From the judicial end, Chief Justice Iftikhar Muhammad Chaudhry has categorically reaffirmed that the court would not permit ‘any subversion of the rule of law’. “No one would be allowed to rise above the law”, he asserted. Justice Chaudhry was not reacting, though, to the report that NAB has been directed not to take action on the RPPs judgment. He was addressing an event held by the Peshawar High Court Bar Association. But, the contradictory stands of the two vital institutions of the state underline, on the one hand, the government’s persistent defiance of judicial verdicts and, on the other, the Supreme Court’s unflagging efforts to uphold the rule of law. To add weight to his argument, if at all that was necessary, Justice Chaudhry laid emphasis on the creation of a social order in which no one could remain above the law.

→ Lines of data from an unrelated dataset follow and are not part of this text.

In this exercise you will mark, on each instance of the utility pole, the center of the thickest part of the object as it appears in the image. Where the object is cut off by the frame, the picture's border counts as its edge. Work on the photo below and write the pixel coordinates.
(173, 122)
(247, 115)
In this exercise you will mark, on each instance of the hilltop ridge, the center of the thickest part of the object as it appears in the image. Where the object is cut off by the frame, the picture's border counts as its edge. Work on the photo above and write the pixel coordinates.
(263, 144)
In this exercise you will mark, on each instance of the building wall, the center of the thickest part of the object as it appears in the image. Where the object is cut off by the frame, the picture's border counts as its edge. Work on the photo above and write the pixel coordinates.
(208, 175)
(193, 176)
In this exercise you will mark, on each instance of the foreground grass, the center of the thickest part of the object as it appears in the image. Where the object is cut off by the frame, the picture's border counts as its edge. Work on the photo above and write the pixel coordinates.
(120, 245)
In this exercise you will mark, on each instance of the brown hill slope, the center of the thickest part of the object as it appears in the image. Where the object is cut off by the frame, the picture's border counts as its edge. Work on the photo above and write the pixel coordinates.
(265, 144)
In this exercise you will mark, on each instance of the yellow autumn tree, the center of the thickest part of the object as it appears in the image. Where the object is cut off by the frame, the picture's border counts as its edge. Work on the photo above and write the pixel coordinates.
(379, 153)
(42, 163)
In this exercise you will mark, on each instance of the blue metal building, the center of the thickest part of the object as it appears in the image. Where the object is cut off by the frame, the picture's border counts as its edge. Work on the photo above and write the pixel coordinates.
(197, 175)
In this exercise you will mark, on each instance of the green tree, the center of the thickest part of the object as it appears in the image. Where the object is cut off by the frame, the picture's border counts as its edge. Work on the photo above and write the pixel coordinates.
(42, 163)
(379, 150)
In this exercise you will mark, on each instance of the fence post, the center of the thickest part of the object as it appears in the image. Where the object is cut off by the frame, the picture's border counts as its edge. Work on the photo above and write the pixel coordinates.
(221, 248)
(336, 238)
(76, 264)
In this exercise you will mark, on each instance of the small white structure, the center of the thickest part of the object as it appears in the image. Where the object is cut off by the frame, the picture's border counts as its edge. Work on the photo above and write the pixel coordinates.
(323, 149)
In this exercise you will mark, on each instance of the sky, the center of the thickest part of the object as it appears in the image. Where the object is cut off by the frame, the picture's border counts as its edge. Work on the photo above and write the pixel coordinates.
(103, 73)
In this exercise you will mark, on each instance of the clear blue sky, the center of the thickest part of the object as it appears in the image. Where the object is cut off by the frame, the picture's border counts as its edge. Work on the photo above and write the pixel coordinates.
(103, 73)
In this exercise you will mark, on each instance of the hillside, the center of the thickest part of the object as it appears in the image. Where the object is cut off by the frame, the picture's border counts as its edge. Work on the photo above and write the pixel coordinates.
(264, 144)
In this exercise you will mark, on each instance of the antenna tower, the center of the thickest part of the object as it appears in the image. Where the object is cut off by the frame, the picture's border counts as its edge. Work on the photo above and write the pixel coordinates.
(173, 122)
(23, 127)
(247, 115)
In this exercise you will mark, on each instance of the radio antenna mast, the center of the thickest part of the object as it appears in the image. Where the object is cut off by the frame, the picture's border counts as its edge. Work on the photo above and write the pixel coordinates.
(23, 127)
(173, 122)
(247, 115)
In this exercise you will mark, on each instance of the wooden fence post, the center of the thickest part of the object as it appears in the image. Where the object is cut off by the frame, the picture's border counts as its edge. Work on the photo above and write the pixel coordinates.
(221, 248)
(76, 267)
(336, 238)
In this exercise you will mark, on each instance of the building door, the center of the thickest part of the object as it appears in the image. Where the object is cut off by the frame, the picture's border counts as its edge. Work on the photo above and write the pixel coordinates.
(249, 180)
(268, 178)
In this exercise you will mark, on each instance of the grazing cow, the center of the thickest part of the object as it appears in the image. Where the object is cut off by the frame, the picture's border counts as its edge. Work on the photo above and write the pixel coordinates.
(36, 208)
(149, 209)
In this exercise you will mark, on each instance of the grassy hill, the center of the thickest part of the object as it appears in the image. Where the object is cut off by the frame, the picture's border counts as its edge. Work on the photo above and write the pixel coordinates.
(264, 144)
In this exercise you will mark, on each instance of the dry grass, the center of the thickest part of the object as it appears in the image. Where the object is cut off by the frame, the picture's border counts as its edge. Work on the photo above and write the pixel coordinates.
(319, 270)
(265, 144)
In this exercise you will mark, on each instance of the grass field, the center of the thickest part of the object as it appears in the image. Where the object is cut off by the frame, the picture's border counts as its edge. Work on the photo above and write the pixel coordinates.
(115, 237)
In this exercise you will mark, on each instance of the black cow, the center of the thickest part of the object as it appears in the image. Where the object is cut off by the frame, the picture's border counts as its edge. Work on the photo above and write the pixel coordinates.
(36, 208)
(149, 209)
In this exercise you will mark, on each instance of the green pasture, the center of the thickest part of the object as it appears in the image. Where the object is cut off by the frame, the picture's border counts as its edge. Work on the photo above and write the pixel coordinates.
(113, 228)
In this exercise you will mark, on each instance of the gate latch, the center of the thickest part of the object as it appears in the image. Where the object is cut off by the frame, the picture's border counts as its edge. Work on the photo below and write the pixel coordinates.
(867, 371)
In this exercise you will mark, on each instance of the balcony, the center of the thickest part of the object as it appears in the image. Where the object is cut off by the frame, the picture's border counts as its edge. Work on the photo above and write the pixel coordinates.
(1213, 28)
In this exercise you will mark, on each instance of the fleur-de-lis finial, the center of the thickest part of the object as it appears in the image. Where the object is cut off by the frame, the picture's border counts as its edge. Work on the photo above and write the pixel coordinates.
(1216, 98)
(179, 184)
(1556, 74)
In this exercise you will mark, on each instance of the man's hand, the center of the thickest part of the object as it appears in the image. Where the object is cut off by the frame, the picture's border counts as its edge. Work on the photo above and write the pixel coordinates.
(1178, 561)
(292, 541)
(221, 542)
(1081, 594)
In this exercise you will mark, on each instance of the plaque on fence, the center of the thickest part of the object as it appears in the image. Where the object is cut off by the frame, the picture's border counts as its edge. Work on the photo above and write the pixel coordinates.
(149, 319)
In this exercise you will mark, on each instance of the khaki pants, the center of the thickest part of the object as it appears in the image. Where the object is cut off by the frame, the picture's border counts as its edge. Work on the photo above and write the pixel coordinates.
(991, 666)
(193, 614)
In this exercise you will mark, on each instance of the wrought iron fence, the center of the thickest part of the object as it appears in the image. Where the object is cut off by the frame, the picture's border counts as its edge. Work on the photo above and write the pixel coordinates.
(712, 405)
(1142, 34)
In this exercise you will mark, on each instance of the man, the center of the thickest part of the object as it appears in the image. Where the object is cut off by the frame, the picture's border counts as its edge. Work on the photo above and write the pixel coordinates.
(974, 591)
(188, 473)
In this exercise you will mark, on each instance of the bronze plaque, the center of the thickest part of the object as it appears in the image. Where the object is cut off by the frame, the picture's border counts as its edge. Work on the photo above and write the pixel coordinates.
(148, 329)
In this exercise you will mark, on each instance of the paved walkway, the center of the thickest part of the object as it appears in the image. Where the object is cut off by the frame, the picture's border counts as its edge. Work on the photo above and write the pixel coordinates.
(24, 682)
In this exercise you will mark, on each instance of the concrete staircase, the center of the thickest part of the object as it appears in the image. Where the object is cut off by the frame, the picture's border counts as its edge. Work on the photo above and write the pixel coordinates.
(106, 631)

Though the government never misses an opportunity to claim that it would not let a clash of institutions to take place, it openly defies the judiciary, which is in violation of specific constitutional provisions enjoining its obedience. The defiance has already resulted in contempt proceedings against the Prime Minister. Unfortunately, the ruling leadership is not mindful of the serious ramifications of its refusal to obey the law for the society as a whole that is already under great stress over the government’s failure to protect life and property. Unless the government reverses its position about the role of the judiciary in governance, the law and order situation would worsen.